To create a new Grafbase Edge Gateway using the Grafbase CLI, the steps are as follows:
Inside a new directory, run:
npx grafbase init --template openapi-tinybird
In Tinybird, open your API Endpoint page. Click the Share Docs button in the top right, then click the OpenAPI 3.0 tab. Copy the shareable link shown, including the full Auth Token.
Create a .env
file using the below template and enter the required details.
# TINYBIRD_API_URL is the URL for your published API Endpoint
TINYBIRD_API_URL=
# TINYBIRD_API_TOKEN is the Auth Token with READ access to the API Endpoint
TINYBIRD_API_TOKEN=
# TINYBIRD_API_SCHEMA is the OpenAPI 3.0 spec URL copied from the API Endpoint docs page
TINYBIRD_API_SCHEMA=
You can now run the Grafbase Edge Gateway locally:
npx grafbase dev
Open the local Pathfinder at http://127.0.0.1:4000 to test your Edge Gateway.
Here is an example GraphQL query:
Make sure to replace topPages
with the name of your API Endpoint.
query Tinybird {
tinybird {
topPages {
data {
action
payload
}
rows
}
}
}
NGINX¶
NGINX is a popular web server, reverse proxy, load balancer, mail proxy and HTTP cache. It can be used to create your own API Gateway by passing requests through to your Tinybird APIs. You can self-host NGINX either on-prem or on any public cloud.
You can read more about using NGINX as an API Gateway here.

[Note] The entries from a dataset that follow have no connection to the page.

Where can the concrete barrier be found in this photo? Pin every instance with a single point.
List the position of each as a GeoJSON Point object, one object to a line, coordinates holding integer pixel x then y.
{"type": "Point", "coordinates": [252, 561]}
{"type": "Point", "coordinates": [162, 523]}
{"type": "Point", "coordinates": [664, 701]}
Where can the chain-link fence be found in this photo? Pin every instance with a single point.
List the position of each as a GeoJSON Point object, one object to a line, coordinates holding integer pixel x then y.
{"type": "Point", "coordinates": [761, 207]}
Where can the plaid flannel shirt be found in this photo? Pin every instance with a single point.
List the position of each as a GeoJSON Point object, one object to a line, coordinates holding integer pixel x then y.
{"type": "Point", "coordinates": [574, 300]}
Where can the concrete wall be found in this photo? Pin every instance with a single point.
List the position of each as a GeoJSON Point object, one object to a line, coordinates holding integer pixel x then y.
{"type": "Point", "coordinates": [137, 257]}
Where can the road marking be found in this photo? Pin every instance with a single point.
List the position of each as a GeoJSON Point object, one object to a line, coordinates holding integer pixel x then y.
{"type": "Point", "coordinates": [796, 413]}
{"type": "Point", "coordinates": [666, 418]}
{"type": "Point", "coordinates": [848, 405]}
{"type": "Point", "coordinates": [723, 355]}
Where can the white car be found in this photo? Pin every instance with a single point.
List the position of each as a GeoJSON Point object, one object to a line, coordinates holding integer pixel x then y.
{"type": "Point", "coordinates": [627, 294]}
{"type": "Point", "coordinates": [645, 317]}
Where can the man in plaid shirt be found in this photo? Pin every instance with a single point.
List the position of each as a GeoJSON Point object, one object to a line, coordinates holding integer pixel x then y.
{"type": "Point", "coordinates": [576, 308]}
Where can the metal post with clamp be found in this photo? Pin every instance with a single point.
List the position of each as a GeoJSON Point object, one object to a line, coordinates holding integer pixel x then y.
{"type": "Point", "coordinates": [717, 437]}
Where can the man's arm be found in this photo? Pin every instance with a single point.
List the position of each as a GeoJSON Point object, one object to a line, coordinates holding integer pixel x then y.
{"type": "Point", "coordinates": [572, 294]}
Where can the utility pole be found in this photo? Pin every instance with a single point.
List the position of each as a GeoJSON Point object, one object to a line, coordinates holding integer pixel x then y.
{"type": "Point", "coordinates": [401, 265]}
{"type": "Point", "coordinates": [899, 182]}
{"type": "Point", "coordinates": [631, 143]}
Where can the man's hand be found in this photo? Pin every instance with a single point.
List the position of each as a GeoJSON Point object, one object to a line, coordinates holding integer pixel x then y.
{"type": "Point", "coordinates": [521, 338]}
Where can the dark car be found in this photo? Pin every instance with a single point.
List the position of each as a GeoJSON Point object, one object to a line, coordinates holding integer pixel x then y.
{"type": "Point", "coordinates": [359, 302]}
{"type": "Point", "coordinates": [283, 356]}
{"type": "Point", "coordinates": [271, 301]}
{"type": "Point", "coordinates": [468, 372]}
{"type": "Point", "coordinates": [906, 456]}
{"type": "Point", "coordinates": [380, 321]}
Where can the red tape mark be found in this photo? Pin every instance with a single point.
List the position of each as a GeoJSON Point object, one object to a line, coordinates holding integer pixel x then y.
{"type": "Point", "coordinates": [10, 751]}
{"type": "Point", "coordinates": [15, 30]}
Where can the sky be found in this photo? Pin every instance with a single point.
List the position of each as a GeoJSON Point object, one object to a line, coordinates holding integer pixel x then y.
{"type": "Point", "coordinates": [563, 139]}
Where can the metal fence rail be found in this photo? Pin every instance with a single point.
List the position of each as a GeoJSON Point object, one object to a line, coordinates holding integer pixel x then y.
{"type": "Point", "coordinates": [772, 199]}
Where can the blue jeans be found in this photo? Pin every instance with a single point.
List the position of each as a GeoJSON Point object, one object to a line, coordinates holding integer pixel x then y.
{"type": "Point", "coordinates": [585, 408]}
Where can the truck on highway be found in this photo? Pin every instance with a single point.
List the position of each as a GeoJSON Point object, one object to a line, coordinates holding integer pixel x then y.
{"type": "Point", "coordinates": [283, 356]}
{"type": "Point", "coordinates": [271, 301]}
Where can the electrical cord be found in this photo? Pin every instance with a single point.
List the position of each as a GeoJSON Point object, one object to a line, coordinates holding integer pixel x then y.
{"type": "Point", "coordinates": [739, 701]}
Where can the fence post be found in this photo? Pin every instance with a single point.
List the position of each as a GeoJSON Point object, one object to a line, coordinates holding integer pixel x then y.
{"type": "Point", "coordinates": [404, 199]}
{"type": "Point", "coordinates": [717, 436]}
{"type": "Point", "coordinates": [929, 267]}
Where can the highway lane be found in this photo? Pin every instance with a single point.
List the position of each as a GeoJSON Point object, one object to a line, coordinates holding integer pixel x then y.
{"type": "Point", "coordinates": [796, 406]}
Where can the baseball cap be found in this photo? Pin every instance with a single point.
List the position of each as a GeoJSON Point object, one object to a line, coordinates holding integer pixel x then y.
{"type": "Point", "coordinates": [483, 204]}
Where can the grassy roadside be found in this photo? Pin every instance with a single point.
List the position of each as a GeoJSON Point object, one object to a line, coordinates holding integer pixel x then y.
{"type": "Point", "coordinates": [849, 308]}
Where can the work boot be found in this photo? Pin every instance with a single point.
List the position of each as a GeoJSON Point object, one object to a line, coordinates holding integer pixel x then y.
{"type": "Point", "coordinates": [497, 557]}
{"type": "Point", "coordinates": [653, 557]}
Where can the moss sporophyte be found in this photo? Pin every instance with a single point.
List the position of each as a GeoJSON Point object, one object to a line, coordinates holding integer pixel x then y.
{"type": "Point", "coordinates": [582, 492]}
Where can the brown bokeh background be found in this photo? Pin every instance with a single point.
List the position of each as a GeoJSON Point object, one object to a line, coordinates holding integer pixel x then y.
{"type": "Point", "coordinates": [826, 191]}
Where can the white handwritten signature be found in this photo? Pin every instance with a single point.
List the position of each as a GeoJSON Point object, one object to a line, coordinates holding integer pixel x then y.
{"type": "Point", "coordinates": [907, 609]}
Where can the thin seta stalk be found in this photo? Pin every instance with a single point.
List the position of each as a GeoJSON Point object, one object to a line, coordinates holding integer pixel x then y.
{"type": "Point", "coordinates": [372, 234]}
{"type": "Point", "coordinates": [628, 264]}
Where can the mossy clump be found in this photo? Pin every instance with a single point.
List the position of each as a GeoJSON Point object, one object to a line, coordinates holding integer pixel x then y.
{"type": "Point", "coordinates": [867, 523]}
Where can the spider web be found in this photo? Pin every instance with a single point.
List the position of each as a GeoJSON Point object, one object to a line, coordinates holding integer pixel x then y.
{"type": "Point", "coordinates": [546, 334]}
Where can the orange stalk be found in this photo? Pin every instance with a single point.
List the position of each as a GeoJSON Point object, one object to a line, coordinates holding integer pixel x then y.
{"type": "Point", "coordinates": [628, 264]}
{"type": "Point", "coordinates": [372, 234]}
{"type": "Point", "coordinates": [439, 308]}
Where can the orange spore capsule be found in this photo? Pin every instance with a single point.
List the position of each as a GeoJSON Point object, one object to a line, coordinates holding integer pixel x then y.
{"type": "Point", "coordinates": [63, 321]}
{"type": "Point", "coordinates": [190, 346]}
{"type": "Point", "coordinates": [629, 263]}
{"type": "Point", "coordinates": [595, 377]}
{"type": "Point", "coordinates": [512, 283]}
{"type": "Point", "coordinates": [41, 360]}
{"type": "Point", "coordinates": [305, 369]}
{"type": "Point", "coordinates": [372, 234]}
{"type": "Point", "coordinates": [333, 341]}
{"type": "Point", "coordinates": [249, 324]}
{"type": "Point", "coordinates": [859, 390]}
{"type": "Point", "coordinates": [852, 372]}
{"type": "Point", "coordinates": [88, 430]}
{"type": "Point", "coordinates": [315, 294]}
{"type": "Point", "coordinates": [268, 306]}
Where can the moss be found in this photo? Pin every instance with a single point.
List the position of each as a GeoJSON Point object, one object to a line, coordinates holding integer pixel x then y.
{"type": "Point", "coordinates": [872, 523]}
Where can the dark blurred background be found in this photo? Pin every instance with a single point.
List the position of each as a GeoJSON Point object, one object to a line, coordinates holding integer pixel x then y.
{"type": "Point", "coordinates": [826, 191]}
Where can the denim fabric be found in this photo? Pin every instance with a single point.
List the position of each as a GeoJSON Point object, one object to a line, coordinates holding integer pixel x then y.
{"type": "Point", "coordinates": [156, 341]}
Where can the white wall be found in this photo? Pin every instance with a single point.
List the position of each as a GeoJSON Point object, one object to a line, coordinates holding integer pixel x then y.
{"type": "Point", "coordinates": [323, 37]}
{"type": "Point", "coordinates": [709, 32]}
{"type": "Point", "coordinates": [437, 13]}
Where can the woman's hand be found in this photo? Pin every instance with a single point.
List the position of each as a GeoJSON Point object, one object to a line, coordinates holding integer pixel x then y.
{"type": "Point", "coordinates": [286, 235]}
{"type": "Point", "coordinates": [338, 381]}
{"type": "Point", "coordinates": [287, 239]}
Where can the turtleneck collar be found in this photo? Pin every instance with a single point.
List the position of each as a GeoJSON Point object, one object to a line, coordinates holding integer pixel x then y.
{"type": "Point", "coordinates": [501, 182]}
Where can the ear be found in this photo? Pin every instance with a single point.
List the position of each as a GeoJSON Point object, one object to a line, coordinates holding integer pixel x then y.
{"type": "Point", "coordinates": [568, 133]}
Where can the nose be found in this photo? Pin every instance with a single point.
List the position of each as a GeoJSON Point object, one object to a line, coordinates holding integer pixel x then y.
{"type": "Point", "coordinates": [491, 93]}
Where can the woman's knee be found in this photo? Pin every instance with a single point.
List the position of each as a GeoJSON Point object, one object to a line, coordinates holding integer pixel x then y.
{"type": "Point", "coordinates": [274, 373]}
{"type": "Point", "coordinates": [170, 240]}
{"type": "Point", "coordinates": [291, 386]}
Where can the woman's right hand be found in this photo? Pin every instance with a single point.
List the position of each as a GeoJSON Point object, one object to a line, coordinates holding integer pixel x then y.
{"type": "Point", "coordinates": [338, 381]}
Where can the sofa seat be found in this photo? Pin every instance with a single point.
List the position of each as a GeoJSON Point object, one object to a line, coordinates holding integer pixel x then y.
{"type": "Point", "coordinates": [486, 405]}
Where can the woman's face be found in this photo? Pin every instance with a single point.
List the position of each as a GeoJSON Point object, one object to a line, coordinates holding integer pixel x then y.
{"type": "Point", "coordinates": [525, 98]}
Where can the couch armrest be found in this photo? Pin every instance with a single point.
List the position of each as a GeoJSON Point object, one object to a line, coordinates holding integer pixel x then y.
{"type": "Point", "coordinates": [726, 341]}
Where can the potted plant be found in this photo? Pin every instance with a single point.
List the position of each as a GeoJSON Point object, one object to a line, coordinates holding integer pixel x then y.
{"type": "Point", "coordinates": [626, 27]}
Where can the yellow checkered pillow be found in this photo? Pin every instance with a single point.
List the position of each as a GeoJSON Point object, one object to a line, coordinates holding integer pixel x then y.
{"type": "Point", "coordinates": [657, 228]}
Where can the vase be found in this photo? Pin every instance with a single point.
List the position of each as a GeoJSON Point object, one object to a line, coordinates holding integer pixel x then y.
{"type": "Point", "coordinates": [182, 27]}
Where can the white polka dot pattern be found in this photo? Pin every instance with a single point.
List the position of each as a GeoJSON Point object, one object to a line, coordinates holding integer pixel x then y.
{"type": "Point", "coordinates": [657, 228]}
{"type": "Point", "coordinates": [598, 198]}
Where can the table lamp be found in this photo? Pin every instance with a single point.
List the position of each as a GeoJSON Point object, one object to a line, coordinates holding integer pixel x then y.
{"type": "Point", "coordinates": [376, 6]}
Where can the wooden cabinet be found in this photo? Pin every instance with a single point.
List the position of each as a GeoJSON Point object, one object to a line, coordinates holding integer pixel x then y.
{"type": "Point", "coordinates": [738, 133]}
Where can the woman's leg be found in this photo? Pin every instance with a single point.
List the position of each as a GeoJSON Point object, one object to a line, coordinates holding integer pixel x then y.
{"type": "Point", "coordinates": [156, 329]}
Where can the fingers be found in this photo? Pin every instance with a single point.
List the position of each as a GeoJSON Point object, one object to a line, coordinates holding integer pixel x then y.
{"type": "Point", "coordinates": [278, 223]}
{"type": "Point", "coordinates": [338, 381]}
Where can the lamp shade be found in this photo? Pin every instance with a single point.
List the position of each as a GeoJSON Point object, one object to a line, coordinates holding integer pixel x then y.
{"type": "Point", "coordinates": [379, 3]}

Below is an example NGINX configuration file that will handle a GET
request, and make the request to Tinybird on the user’s behalf. The Auth Token used is only accessed server-side and never exposed to the user.
worker_processes 1;
events {
worker_connections 1024;
}
http {
server {
listen 8080;
server_name localhost;
location /top-10-products {
proxy_pass https://api.tinybird.co/v0/pipes/top-10-products.json?token=p.eyJ1Ijog...;
}
}
}
Errors and retries¶
When implementing an API Gateway, you must take care to handle potential errors and implement retry strategies where appropriate.
Read more about API Endpoint error codes..
In general, there are two error codes where automatic retries should be implemented:
HTTP429: Too many requests
HTTP500: Internal Server Error
Retrying these requests should follow an exponential backoff.